Key performance insights
- Local File System Mode: Woodpecker achieved 450 MB/s—3.5× faster than Kafka and 4.2× faster than Pulsar—with ultra-low latency at just 1.8 ms, making it ideal for high-performance single-node deployments.
- Cloud Storage Mode (S3): When writing directly to S3, Woodpecker reached 750 MB/s (about 68% of S3’s theoretical limit), 5.8× higher than Kafka and 7× higher than Pulsar. While latency is higher (166 ms), this setup provides exceptional throughput for batch-oriented workloads.
- Object Storage Mode (MinIO): Even with MinIO, Woodpecker achieved 71 MB/s—around 65% of MinIO’s capacity. This performance is comparable to Kafka and Pulsar but with significantly lower resource requirements.

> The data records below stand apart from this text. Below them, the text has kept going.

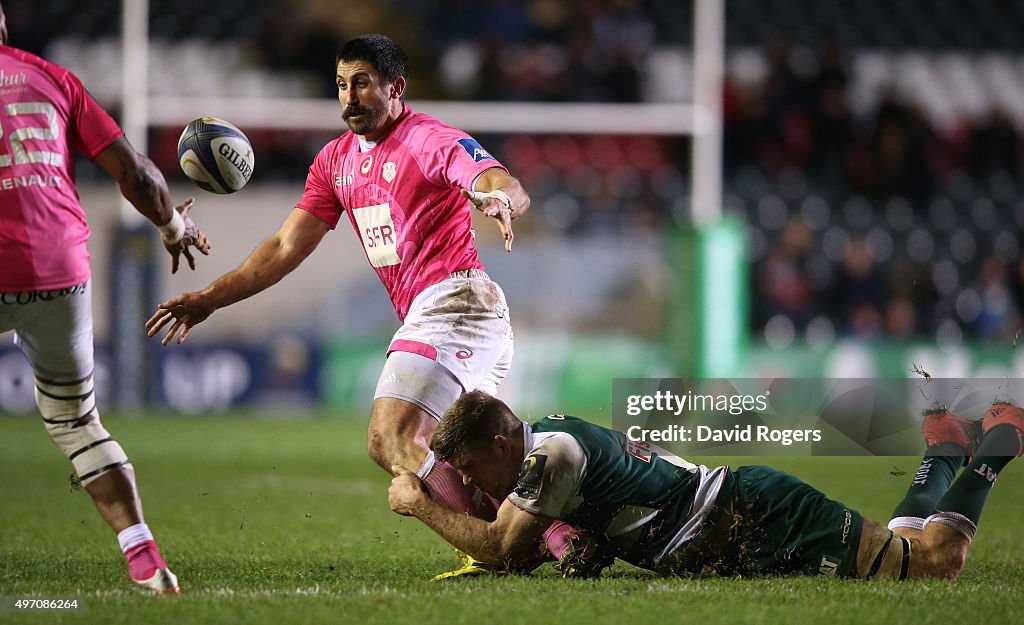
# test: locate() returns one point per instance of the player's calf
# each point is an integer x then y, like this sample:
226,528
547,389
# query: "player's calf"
69,411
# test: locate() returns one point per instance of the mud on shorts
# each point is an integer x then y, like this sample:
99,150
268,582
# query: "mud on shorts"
457,336
53,329
778,525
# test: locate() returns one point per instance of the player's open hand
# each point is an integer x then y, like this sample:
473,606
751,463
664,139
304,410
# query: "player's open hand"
495,204
194,238
407,492
185,310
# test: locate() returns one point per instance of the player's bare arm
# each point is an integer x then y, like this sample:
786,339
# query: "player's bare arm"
511,539
270,261
500,197
143,185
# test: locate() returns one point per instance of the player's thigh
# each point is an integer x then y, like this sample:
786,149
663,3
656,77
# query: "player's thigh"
55,335
463,324
415,381
791,527
412,394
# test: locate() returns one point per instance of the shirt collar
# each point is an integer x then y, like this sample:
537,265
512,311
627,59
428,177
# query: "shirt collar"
527,440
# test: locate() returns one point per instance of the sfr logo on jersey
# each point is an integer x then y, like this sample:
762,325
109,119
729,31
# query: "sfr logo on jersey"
377,232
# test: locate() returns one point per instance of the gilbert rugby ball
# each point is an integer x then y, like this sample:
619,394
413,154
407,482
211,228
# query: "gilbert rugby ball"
215,155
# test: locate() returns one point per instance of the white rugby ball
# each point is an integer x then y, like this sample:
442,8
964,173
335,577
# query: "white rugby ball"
215,155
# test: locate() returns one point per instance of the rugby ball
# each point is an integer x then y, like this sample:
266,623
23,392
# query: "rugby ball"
215,155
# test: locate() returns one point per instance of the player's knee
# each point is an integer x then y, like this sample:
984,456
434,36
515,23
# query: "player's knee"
72,421
376,445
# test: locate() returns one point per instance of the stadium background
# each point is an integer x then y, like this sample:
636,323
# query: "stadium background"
870,164
870,170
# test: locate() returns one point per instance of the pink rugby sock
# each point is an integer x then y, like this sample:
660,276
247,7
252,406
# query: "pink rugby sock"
558,537
143,559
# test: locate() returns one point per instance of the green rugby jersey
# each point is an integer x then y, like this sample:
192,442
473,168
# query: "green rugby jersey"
643,500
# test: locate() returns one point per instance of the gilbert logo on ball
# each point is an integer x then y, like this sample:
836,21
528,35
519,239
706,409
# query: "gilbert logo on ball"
215,155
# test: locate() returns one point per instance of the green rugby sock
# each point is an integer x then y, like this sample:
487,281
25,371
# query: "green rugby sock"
930,483
969,493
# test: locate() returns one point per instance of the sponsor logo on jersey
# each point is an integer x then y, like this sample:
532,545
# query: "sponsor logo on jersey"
378,234
828,566
9,80
340,180
530,476
847,523
475,150
639,450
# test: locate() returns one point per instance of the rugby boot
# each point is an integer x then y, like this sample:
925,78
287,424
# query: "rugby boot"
470,568
162,581
1006,414
941,425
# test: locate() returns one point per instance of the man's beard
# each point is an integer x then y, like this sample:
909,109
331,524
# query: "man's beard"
365,125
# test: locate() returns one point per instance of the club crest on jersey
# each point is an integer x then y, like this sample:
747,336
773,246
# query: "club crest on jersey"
475,150
530,475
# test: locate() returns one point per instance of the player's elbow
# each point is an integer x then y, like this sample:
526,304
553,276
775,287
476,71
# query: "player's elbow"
501,548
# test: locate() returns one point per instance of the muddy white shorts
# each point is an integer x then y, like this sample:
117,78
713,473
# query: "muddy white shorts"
457,336
53,329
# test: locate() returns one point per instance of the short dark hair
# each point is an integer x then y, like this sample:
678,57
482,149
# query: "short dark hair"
380,51
475,418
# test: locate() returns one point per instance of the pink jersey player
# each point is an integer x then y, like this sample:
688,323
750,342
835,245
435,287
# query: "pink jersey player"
46,113
408,183
402,198
45,286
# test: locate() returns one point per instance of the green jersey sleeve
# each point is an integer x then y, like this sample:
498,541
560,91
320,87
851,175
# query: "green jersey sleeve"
551,476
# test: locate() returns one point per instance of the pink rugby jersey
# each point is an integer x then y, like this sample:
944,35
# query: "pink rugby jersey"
45,114
402,199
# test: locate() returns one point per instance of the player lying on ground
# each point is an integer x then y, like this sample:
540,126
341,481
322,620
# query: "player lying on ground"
45,279
664,513
408,183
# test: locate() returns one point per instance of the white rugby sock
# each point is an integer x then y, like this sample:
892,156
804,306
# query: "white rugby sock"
955,521
914,523
133,536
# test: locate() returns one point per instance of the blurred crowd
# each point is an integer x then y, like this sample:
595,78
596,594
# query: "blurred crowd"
872,221
879,224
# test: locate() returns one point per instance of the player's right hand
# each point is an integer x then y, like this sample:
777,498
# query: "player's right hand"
194,238
492,205
185,310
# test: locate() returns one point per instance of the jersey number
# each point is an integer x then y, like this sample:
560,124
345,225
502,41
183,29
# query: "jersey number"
17,137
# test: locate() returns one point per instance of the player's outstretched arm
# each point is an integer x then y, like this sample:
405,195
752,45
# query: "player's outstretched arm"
511,539
270,261
500,197
143,185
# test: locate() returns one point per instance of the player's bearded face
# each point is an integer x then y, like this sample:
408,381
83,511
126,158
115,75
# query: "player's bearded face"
363,119
364,97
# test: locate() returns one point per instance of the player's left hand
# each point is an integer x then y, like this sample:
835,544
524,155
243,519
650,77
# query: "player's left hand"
407,492
194,238
495,206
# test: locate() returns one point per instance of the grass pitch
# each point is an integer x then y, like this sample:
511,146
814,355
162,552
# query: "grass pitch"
287,522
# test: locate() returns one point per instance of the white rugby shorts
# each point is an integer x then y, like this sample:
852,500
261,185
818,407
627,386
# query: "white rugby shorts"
53,329
461,326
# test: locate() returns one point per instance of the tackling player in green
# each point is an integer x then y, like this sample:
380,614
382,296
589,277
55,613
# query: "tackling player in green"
664,513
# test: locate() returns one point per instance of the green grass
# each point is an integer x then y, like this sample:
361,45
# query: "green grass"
287,522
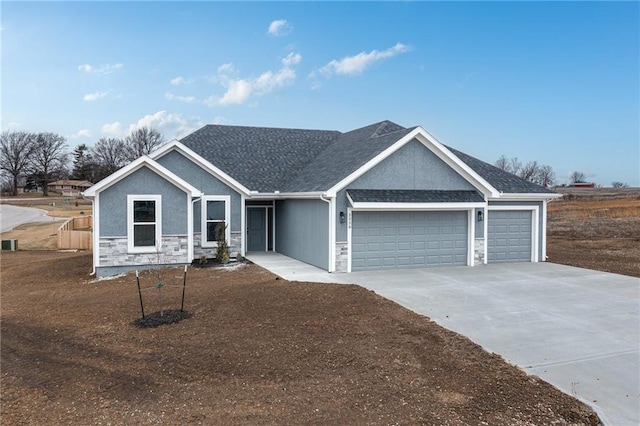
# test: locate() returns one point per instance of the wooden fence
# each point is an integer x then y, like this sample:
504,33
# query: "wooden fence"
76,233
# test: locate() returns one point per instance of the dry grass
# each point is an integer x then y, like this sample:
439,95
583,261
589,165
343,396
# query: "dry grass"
35,236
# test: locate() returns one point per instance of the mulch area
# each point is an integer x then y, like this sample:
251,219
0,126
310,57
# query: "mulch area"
255,350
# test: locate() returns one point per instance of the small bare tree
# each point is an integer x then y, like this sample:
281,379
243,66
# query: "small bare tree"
15,155
577,177
49,156
141,142
109,155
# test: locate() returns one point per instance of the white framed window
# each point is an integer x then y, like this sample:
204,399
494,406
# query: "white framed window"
216,210
144,223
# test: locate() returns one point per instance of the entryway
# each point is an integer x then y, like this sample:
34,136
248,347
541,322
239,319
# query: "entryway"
259,228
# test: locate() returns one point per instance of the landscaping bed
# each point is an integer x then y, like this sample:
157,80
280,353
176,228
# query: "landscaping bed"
255,350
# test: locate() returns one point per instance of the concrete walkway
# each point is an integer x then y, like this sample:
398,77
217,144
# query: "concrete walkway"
575,328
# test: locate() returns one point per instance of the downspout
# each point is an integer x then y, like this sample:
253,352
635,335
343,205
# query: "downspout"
93,264
332,231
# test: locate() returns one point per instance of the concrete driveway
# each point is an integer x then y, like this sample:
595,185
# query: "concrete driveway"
575,328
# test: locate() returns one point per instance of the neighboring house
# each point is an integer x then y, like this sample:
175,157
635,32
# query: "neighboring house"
382,196
69,187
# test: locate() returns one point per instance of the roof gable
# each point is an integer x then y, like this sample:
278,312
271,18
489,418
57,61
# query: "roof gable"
143,161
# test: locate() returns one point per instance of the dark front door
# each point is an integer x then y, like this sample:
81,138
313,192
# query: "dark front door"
256,229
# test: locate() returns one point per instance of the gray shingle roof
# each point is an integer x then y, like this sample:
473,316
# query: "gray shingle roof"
269,159
413,196
503,181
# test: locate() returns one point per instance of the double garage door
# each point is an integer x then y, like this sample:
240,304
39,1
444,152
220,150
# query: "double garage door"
510,236
386,240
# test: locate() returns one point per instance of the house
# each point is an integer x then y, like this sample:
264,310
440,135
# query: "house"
382,196
69,187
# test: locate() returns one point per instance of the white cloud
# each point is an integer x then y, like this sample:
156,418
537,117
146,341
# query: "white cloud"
94,96
179,80
240,90
84,133
185,99
354,65
114,129
279,27
101,70
170,125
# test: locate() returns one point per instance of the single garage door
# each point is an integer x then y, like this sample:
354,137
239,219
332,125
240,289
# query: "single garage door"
386,240
509,236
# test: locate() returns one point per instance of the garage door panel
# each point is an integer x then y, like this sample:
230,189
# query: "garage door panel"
509,236
408,239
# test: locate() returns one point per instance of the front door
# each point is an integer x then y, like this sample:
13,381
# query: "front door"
256,229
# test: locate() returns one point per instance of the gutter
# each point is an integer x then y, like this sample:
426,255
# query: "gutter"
93,264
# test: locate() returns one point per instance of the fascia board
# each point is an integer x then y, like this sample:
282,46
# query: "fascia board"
525,197
455,163
372,163
200,161
283,195
434,146
136,165
415,206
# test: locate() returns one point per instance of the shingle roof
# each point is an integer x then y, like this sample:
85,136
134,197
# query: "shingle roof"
413,196
501,180
269,159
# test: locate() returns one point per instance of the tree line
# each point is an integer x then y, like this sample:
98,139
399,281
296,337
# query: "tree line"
541,174
41,158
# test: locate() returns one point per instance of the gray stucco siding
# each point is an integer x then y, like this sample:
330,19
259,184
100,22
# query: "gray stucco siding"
113,203
302,230
507,204
413,166
205,182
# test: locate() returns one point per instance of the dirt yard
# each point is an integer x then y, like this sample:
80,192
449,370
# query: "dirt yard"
257,351
596,229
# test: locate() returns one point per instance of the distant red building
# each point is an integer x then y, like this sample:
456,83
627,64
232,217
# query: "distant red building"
582,185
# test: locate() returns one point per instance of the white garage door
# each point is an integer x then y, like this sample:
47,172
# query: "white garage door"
386,240
510,236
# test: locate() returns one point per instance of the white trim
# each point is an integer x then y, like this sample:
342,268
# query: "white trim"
544,231
471,236
415,206
143,161
349,237
200,161
525,197
535,219
434,146
203,218
243,226
254,195
157,247
331,207
96,233
486,235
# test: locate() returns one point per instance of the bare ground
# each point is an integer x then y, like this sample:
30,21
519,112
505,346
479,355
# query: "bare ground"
596,229
256,351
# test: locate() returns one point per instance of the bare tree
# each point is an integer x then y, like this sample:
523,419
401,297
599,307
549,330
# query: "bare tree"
109,155
49,157
545,177
529,171
141,142
577,177
15,155
502,163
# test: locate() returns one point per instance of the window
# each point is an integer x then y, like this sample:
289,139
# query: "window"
216,210
144,222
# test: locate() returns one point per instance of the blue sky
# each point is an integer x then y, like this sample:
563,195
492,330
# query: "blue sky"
556,82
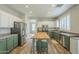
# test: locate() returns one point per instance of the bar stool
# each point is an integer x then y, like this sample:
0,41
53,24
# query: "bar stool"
44,46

Woodpecker is particularly optimized for concurrent, high-volume writes where maintaining order is critical. And these results only reflect the early stages of development—ongoing optimizations in I/O merging, intelligent buffering, and prefetching are expected to push performance even closer to theoretical limits.
Operational benefits
Woodpecker’s cloud-native architecture delivers significant operational advantages:
- Zero local storage management: Eliminates disk volume management, RAID configuration, and hardware failures
- Automatic scaling: Storage scales with cloud object storage without capacity planning
- Cost efficiency: Pay-as-you-go storage with automatic tiering and compression
- High availability: Leverages cloud providers’ 11-nines durability with fast recovery
- Simplified deployment: Two deployment modes (MemoryBuffer/QuorumBuffer) match different operational needs
- Developer-friendly: Faster environment setup and consistent architecture across all environments
These advantages make Woodpecker particularly valuable for mission-critical RAG, AI agents, and low-latency search workloads where operational simplicity is as important as performance.